Une description plus exhaustive des caractéristiques des deux
cohortes étudiées aurait été souhaitable. Par exemple, il aurait
été intéressant de connaître le statut VPH des deux cohortes afin
de vérifier ce facteur de confusion. Une randomisation des patientes plutôt que des médecins aurait aussi été préférable.
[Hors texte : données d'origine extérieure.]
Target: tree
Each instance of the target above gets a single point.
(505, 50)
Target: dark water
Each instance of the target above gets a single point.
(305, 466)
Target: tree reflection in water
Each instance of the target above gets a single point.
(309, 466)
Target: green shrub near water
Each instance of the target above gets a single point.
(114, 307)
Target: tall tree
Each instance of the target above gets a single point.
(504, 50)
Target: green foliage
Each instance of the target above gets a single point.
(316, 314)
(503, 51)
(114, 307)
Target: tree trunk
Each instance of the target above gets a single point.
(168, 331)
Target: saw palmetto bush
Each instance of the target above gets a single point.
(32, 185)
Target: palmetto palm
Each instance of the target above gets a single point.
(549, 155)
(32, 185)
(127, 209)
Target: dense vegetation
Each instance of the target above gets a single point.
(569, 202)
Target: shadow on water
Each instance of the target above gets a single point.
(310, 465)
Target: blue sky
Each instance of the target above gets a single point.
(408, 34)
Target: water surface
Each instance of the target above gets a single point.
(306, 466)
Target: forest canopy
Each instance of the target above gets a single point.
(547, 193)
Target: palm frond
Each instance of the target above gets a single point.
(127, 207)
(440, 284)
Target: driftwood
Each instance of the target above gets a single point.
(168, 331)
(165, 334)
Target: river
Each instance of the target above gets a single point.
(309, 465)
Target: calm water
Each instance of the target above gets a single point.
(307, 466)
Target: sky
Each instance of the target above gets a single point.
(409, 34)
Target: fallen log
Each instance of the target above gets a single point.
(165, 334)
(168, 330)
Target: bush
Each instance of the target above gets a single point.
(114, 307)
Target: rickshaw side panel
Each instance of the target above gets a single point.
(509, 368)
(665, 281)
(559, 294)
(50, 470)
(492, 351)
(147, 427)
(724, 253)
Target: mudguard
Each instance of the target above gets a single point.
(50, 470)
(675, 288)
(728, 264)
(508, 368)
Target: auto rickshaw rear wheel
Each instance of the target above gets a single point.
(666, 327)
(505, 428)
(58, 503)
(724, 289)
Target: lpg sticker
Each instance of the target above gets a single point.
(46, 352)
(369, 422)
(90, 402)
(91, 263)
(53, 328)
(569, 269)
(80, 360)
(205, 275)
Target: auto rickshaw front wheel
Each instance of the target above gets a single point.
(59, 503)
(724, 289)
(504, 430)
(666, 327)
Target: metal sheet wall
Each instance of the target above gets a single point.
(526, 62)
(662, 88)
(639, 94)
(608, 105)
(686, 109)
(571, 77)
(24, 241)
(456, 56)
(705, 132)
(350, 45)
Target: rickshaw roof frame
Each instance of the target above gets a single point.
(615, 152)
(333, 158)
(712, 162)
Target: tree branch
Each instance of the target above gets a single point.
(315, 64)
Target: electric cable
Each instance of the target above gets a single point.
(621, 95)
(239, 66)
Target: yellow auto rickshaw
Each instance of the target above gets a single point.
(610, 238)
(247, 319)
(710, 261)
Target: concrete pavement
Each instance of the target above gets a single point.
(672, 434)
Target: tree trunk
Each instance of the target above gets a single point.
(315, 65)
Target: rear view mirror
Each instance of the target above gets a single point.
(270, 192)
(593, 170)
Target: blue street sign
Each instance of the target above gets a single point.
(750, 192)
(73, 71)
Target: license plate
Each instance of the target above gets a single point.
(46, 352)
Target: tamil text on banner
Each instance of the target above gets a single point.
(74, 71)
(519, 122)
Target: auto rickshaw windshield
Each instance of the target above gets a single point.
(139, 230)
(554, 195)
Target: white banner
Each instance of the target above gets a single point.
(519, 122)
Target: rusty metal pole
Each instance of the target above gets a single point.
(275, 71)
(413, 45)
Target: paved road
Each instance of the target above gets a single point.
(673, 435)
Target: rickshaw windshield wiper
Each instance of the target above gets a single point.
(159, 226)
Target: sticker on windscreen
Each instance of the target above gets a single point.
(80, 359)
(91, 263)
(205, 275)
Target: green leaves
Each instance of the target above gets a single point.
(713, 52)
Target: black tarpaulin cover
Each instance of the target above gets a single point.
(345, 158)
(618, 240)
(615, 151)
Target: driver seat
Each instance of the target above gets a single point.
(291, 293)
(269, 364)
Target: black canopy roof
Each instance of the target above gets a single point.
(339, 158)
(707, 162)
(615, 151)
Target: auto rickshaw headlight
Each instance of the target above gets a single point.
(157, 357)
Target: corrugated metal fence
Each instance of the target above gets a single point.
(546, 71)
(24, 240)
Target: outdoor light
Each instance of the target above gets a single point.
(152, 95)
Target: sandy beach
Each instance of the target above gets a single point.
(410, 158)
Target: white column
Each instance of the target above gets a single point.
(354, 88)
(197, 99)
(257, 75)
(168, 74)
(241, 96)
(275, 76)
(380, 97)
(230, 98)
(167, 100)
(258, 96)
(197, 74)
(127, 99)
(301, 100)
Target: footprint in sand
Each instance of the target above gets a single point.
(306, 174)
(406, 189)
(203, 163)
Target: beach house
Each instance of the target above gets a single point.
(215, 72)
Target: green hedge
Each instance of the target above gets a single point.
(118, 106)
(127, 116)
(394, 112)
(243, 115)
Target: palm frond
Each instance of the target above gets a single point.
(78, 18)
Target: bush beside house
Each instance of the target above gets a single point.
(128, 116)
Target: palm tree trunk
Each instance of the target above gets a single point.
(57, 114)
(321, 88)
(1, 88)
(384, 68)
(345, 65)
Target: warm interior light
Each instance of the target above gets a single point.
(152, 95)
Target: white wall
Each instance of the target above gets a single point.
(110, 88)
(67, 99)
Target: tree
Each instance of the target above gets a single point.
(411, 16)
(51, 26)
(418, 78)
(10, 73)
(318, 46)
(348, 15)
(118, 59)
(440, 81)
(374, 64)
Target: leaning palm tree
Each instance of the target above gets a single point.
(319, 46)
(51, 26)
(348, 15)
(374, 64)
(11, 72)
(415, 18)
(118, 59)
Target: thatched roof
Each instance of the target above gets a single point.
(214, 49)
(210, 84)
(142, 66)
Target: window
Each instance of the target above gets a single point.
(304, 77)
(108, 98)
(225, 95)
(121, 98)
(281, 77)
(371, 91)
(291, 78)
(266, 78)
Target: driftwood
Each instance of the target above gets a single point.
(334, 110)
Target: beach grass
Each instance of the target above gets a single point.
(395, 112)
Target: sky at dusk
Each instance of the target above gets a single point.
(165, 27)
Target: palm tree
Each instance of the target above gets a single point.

Enfin, il n’est pas mentionné si l’examen histologique des biopsies
réalisées chez les patientes ayant une cytologie anormale a été
faite à l’insu ou non, afin d’éviter un biais de vérification.
Points forts
Points faibles
Mise en perspective selon l’état des connaissances
Ces résultats viennent confirmer les données d’un programme
de dépistage canadien démontrant une diminution des échantillons insatisfaisants et une augmentation de la détection d’anomalies cytologiques avec la cytologie en milieu liquide2. Par
ailleurs, les résultats d’une méta-analyse récente n’ont pas démontré de différence significative pour la sensibilité et la spécificité entre les deux techniques3. Enfin, un rapport de l’Agence
canadienne des médicaments et des technologies de la santé4
souligne que la cytologie en phase liquide est probablement plus
sensible et moins spécifique (taux de renvoi en colposcopie supérieur), tout en étant associée à un taux moindre de prélèvements inacceptables. Elle serait économiquement rentable si elle
était effectuée tous les deux ans et accompagnée d’un triage en
fonction du virus du papillome humain.
Contribution à la prise de décision clinique
La présente étude suggère une supériorité de la technique de cytologie en
milieu liquide, comparativement à la cytologie conventionnelle, en matière
d’échantillons insatisfaisants, de taux de détection des lésions du col (ASCUS)
et de sensibilité, mais pas en ce qui concerne la spécificité.